# Sentence Similarity with Pretrained BERT
In this notebook, we use pretrained [BERT](https://arxiv.org/abs/1810.04805) as a sentence encoder to measure sentence similarity. We use a [feature extractor](../../utils_nlp/bert/extract_features.py) that wraps [Hugging Face's PyTorch implementation](https://github.com/huggingface/pytorch-pretrained-BERT) of Google's [BERT](https://github.com/google-research/bert). 

### 00 Global Settings

In [1]:
import sys
import os
import torch
import itertools
import numpy as np
import pandas as pd
from collections import OrderedDict

sys.path.append("../../")
from utils_nlp.models.bert.common import Language, Tokenizer
from utils_nlp.models.bert.extract_features import BERTSentenceEncoder, PoolingStrategy

In [2]:
# path config
CACHE_DIR = "./temp"
if not os.path.exists(CACHE_DIR):
    os.makedirs(CACHE_DIR, exist_ok=True)

# model config
LANGUAGE = Language.ENGLISH
TO_LOWER = True
MAX_SEQ_LENGTH = 128
NUM_GPUS = 0

### 01 Define the Sentence Encoder with Pretrained BERT

The `BERTSentenceEncoder` defaults to Pretrained BERT.

In [3]:
se_pretrained = BERTSentenceEncoder(
    language=LANGUAGE,
    num_gpus=NUM_GPUS,
    cache_dir=CACHE_DIR,
    to_lower=TO_LOWER,
    max_len=MAX_SEQ_LENGTH,
)

### 02 Define the Sentence Encoder with Finetuned BERT

Or, we can finetune `BERTSequenceClassifier` with pretrained weights on the SNLI dataset, and then pass it into the BERT sentence encoder as `bert_model`.

In [4]:
train_df = snli.load_pandas_df(
    os.path.join(CACHE_DIR, "data"), file_split=Split.TRAIN
)
train_df = snli.clean_df(train_df)

In [5]:
tokenizer = Tokenizer(LANGUAGE, to_lower=TO_LOWER, cache_dir=CACHE_DIR)

In [6]:
train_tokens_sentence1 = tokenizer.tokenize(train_df.sentence1)
train_tokens_sentence2 = tokenizer.tokenize(train_df.sentence2)

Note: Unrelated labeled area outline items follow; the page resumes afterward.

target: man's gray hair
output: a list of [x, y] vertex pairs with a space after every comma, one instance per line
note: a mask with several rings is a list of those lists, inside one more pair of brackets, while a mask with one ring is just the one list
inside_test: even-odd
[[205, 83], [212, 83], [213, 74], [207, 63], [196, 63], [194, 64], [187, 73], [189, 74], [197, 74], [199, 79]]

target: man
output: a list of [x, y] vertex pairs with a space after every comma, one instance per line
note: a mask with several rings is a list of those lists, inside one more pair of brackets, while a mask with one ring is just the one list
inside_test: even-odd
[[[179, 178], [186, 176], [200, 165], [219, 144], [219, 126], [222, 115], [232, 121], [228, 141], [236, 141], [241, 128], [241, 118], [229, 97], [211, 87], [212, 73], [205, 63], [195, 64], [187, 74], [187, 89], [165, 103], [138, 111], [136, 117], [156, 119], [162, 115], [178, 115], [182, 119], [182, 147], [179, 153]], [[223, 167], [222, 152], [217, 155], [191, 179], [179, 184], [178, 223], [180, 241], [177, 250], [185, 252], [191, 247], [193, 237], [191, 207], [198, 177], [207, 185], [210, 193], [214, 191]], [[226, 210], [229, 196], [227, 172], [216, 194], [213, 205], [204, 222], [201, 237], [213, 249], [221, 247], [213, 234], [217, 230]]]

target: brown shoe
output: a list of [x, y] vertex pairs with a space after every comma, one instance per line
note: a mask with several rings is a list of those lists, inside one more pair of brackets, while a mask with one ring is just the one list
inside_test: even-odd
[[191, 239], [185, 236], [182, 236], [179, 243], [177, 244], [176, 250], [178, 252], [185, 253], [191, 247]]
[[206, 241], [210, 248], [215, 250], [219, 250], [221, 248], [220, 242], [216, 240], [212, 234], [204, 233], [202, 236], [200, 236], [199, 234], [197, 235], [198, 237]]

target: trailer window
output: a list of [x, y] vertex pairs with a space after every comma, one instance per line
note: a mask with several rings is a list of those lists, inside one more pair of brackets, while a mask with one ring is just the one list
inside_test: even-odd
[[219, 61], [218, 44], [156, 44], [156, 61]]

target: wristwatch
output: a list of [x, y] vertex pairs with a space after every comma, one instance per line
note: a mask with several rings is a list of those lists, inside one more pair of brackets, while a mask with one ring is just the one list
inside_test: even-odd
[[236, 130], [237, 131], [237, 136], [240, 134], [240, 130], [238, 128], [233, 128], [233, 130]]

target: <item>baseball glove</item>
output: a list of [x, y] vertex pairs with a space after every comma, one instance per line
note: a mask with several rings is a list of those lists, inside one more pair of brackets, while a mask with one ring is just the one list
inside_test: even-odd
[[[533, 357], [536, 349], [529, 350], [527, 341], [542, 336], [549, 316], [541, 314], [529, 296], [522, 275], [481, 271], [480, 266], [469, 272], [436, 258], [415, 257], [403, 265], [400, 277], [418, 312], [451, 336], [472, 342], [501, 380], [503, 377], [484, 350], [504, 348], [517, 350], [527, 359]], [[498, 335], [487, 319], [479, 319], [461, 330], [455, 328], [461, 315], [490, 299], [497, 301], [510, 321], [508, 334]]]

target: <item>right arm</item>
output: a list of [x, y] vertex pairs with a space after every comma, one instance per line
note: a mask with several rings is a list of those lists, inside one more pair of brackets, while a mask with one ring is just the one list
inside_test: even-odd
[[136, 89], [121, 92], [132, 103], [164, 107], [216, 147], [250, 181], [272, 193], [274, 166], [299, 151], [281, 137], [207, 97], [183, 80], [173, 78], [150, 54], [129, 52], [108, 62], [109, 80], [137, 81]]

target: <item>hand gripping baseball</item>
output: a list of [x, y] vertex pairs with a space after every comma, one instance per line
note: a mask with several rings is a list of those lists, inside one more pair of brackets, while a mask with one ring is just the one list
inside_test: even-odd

train_token_pairs = np.transpose(
    np.array([train_tokens_sentence1, train_tokens_sentence2])
).tolist()

100%|██████████| 549361/549361 [01:50<00:00, 4961.30it/s]
100%|██████████| 549361/549361 [01:14<00:00, 7360.49it/s]


In [7]:
se = BERTSentenceEncoder(
    language=LANGUAGE,
    num_gpus=NUM_GPUS,
    cache_dir=CACHE_DIR,
    to_lower=TO_LOWER,
    max_len=MAX_SEQ_LENGTH,
)

### 02 Compute the Sentence Encodings

The `encode` method of the sentence encoder accepts a list of text to encode, as well as the layers we want to extract the embeddings from and the pooling strategy we want to use. The embedding size is 768. We can also return just the values column as a list of numpy arrays by setting the `as_numpy` parameter to True.

In [4]:
se.encode(
    ["Coffee is good", "The moose is across the street"],
    layer_indices=[-2],
    pooling_strategy=PoolingStrategy.MEAN,
    as_numpy=False
)

100%|██████████| 2/2 [00:00<00:00, 2003.97it/s]


Unnamed: 0,text_index,layer_index,values
0,0,-2,"[0.03808079, 0.0926698, 0.0366186, -0.12183700..."
1,1,-2,"[0.08424112, 0.099506006, -0.38437766, 0.21644..."